Health expenditure by provider

Across OECD countries, the delivery of health care services and goods takes place in many different organisational settings, ranging from hospitals and medical practices to pharmacies and even private households caring for family members. A breakdown by provider allows the tracking of health expenditure from an organisational point of view, a useful complement to the functional breakdown of health expenditure (see indicator “Health expenditure by type of service”).

While the way in which health care provision is organised across OECD countries varies considerably, hospitals are the main health care provider in terms of health spending (Figure 7.14). They account for nearly 40% of overall health spending on average and represent the main spending category for all but a handful of countries. In Turkey, Estonia and Italy around half of all health spending is accounted for by activities delivered in hospitals. On the other hand, hospitals in Canada, Germany and Mexico account for 30% or less of health spending.

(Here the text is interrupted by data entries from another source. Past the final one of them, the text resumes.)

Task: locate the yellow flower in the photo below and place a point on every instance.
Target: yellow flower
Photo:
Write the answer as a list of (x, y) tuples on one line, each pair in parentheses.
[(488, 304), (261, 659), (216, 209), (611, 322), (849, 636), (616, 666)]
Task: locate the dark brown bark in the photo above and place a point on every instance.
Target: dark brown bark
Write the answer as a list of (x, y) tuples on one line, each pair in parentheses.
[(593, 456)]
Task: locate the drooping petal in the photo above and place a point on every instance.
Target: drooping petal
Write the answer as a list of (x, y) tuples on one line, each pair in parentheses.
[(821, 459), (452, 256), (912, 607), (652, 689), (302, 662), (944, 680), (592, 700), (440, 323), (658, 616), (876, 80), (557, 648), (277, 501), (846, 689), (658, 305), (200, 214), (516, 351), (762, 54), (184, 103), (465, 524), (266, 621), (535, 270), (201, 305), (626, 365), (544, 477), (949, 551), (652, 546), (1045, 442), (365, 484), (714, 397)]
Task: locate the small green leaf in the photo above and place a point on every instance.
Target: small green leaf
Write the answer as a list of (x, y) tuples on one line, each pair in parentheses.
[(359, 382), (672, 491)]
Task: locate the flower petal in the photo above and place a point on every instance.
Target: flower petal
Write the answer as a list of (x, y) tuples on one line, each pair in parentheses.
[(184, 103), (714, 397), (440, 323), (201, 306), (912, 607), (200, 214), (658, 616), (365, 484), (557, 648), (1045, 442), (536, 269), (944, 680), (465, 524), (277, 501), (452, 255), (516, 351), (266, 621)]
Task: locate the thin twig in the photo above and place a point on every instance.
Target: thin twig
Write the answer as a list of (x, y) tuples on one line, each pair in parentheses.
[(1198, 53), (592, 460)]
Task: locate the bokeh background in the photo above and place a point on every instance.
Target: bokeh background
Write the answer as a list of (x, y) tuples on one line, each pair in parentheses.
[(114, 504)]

7.14. Health expenditure by provider, 2015 (or nearest year)

Note: Countries are ranked by hospitals as a share of current expenditure on health.

Source: OECD Health Statistics 2017.

Ambulatory providers are the second main category with regard to health spending. Overall, around one-quarter of health spending relates to ambulatory providers, ranging from more than 50% in Israel to 20% or less in Ireland, the Slovak Republic, the Netherlands and Turkey. The category covers a wide range of facilities and depending on the country-specific organisational set up, most spending relates either to medical practices including offices of GPs and specialists (e.g. Austria, France and Germany) or ambulatory health care centres (e.g. Finland, Ireland and Sweden). On average, practices of GPs and specialists together with ambulatory health care centres account for around two-thirds of all spending on ambulatory providers. Around one-fifth of ambulatory provider spending relates to dental practices and about 10% to providers of home health care services. Other main provider categories include retailers (mainly pharmacies selling prescription and over-the-counter medicines) and residential long-term care facilities (mainly providing inpatient care to long-term dependent people).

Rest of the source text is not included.